Justin Stanley (01:02:34):
Super stoked about Steph and Helena. And also the whole tagging system, just that opening up for sure tons of possibilities is super exciting. I always log every meal and I hope that one day that data will be usable in more capacity. Personally, getting together with some past SkipTheDishes engineers I used to work with after work today. Yeah, that’ll be fine.
Michael Mizrahi (01:03:01):
Great. Have fun. And then I think we’ll go to Casey next.
Hey, echo going others, so excited about Steph and Helena joining. Welcome. Also, super pumped about the food logging upgrades. I think this is going to have incredible implications for the analysis and research we can do on a large scale and also member experience. And also just really thrilled about some of these super meaty blog posts that we’ve been putting out recently. Definitely check out the pre-diabetes piece and longevity piece if you haven’t, these are awesome and we’re definitely a huge amount of work for Haney and team. These are just really incredible pieces. Personally, thrilled to be here with Andrew and excited to get out to the mountains this weekend.
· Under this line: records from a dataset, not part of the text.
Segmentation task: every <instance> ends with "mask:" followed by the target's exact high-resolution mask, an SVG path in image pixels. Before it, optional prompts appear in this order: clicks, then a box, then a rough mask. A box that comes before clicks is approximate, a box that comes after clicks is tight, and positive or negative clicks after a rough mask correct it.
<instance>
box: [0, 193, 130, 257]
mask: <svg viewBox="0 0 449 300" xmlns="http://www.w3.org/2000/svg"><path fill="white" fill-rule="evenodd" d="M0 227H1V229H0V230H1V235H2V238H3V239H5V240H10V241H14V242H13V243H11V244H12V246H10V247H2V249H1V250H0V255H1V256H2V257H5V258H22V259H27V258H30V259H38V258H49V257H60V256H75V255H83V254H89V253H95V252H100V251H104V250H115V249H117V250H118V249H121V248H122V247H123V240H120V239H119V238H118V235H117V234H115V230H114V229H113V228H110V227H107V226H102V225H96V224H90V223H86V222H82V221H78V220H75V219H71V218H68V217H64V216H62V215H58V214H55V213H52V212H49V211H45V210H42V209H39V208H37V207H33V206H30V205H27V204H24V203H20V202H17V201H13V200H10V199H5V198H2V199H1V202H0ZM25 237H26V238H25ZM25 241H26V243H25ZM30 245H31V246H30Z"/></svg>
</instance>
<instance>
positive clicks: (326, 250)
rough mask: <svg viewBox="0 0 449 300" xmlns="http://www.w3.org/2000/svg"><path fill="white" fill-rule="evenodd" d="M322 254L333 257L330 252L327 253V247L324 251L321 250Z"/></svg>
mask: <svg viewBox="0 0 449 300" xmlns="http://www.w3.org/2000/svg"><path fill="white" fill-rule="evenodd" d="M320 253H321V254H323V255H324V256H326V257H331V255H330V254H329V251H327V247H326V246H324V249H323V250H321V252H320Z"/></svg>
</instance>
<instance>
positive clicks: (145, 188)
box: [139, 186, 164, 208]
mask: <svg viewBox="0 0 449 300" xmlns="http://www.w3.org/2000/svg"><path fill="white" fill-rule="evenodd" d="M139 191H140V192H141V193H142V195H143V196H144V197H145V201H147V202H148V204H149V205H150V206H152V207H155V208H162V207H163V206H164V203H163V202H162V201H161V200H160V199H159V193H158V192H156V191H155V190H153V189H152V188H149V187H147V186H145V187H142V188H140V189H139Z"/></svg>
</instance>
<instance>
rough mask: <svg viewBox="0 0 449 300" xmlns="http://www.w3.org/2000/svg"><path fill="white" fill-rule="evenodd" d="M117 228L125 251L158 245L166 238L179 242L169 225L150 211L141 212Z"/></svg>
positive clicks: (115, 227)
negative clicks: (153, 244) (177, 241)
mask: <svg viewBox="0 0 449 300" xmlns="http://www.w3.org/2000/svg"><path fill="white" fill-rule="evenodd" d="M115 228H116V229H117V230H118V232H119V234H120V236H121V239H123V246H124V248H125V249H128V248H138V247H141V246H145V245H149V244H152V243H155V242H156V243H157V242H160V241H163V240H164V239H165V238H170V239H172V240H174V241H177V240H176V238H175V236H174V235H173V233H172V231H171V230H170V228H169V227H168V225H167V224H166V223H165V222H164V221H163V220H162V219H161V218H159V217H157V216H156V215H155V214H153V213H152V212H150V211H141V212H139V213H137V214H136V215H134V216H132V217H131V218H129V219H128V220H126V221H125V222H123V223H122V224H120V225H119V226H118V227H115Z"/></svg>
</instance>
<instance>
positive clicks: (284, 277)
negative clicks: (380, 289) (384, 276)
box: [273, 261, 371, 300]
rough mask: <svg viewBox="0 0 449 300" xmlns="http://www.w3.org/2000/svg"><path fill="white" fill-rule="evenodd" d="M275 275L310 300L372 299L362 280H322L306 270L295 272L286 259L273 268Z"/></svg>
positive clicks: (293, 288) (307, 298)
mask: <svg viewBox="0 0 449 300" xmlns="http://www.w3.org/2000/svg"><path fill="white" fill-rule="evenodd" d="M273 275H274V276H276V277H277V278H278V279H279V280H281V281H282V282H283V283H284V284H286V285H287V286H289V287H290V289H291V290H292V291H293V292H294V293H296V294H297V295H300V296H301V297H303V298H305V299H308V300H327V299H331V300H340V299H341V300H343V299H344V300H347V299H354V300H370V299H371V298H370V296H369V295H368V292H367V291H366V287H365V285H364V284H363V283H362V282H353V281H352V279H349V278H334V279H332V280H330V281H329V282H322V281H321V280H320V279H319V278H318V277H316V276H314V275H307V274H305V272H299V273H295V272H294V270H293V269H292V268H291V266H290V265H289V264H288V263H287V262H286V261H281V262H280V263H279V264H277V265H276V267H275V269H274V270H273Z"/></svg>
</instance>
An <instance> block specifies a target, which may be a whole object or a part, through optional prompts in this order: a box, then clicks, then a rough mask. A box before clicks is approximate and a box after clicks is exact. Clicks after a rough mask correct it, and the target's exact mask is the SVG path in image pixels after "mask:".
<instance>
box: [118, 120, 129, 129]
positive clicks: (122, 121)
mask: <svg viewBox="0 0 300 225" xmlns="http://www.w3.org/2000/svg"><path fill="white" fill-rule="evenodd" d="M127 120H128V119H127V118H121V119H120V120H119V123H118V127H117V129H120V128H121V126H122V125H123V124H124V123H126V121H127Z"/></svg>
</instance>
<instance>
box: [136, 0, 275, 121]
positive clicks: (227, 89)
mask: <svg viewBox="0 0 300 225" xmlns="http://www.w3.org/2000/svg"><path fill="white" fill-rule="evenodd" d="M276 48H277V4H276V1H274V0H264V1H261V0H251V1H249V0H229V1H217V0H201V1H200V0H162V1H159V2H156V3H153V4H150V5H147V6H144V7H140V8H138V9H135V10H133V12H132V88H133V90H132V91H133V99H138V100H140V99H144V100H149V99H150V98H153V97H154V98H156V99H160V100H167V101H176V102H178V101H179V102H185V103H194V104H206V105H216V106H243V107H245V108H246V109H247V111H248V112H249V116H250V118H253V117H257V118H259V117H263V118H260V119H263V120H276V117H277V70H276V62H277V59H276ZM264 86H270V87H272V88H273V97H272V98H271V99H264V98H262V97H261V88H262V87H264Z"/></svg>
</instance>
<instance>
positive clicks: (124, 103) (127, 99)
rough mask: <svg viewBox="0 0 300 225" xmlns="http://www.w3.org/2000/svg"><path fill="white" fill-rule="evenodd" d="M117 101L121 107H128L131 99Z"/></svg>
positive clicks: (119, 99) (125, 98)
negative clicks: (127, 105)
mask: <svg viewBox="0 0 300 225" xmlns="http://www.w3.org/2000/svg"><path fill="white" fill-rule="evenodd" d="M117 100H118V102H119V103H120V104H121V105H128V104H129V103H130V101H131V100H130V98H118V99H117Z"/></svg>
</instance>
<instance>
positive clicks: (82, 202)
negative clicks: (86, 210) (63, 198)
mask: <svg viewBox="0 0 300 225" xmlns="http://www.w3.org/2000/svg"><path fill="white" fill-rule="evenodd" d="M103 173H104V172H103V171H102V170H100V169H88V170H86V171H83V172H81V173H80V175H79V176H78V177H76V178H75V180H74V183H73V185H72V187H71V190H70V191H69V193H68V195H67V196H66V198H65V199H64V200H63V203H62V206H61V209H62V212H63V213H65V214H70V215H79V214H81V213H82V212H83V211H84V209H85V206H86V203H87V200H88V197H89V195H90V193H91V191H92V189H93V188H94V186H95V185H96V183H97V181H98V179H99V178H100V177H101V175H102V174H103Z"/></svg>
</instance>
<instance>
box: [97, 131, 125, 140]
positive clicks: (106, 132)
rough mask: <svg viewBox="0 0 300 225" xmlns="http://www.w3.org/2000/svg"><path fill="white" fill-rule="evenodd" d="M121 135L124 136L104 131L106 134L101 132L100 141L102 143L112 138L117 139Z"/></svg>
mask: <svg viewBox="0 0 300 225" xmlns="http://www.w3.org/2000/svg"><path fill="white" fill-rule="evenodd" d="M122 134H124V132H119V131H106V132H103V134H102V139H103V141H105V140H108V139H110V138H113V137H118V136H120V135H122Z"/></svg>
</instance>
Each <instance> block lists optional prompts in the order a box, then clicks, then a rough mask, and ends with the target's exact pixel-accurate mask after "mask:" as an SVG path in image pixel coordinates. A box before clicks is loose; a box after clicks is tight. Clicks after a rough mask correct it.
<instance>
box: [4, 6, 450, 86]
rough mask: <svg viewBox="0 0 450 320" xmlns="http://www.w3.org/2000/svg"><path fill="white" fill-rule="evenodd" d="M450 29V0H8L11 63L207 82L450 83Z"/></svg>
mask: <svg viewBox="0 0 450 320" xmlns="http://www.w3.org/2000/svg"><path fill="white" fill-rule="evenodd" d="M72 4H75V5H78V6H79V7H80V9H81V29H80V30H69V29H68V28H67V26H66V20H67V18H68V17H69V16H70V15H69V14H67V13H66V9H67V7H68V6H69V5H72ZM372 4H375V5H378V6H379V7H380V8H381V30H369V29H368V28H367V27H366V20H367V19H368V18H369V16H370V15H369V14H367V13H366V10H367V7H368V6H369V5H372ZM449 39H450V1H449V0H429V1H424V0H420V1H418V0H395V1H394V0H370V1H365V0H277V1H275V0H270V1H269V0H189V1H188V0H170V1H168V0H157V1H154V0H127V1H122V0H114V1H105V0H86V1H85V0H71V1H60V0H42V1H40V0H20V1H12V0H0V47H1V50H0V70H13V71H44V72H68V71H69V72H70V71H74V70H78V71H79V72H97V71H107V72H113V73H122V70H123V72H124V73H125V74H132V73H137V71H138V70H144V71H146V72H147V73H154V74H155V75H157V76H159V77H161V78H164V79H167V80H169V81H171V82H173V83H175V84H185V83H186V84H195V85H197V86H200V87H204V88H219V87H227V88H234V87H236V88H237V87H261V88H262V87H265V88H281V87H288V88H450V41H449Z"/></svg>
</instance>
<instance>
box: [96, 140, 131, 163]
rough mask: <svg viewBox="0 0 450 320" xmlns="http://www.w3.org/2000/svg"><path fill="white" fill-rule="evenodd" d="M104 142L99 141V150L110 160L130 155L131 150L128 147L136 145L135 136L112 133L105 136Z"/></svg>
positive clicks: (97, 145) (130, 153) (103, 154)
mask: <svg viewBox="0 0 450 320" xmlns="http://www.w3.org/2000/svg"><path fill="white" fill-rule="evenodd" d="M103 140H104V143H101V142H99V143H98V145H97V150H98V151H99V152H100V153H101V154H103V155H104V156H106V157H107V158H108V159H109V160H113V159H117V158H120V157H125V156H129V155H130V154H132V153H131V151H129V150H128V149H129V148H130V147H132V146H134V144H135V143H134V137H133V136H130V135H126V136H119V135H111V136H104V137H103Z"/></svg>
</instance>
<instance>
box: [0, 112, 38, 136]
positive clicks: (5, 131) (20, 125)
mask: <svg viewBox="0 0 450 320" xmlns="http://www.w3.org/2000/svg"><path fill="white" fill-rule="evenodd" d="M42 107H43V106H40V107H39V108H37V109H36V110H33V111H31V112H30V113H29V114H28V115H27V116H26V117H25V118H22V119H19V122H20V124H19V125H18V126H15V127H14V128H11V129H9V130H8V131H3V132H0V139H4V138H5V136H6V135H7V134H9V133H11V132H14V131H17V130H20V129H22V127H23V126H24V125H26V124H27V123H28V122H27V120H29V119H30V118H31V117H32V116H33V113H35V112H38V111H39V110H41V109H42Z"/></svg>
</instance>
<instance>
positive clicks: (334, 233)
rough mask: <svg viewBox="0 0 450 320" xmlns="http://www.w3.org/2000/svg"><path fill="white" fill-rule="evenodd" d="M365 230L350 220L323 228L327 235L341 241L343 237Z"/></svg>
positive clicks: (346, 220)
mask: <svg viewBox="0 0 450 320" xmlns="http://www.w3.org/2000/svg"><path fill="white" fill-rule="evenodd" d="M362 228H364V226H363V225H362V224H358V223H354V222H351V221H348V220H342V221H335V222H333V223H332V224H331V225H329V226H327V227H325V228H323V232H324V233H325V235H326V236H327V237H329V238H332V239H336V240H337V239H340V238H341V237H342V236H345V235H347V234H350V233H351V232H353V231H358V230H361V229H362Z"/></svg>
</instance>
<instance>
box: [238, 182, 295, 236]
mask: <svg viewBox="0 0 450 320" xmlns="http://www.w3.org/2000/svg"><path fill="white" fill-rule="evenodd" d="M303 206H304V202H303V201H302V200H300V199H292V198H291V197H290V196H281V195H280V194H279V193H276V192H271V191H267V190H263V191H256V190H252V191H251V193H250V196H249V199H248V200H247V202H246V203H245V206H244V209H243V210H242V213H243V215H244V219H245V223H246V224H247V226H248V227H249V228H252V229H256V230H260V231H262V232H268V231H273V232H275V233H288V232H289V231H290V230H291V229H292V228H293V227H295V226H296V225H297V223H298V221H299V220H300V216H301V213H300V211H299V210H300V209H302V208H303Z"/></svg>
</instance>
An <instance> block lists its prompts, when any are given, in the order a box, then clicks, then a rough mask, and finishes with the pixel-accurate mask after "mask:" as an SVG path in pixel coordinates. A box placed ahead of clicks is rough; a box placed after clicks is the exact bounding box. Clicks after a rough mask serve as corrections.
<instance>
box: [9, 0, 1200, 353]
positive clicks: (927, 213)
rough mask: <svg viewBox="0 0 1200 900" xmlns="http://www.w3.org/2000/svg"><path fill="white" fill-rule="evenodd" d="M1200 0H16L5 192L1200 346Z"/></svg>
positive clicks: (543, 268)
Michael Mizrahi (01:03:46):
Awesome. Have a good hike and be safe out there. We’ll check out those posts. “How Casey loves me.” Nice, Andrew. And then rounding out the end of it, Zach, why don’t you finish this up?
Zac Henderson (01:03:58):
Yeah, I think the things that I’m most excited for on the professional front are, I had some opportunities to kind of jump in and be able to be useful just in my first and second week. I wasn’t totally expecting that and it was awesome. And I think I’m really excited to begin getting our regulatory position down on paper so that it’s something that we can really stand on and feel good about Moving forward. That just feels good. On a personal front, honestly, it’s kind of a crossover personal-professional. I feel like every time I have a one-on-one with one of y’all, it’s like, Ah, this person could be my best buddy too. And that’s just got a really good feeling. And that just, I think stems from our culture and the way we hire and just you all, so personal and professional is pretty mixed this week.
Michael Mizrahi (01:04:42):
That’s great. And yeah, great to have you in the mix so quickly. It’s been a bit fun working together. I think that rounds us out. Thanks for staying long, folks. We’ll move into the cafe hour, so if you’re sticking around for that, feel free to stay on the Zoom. But otherwise, congrats on a great week and enjoy your weekends.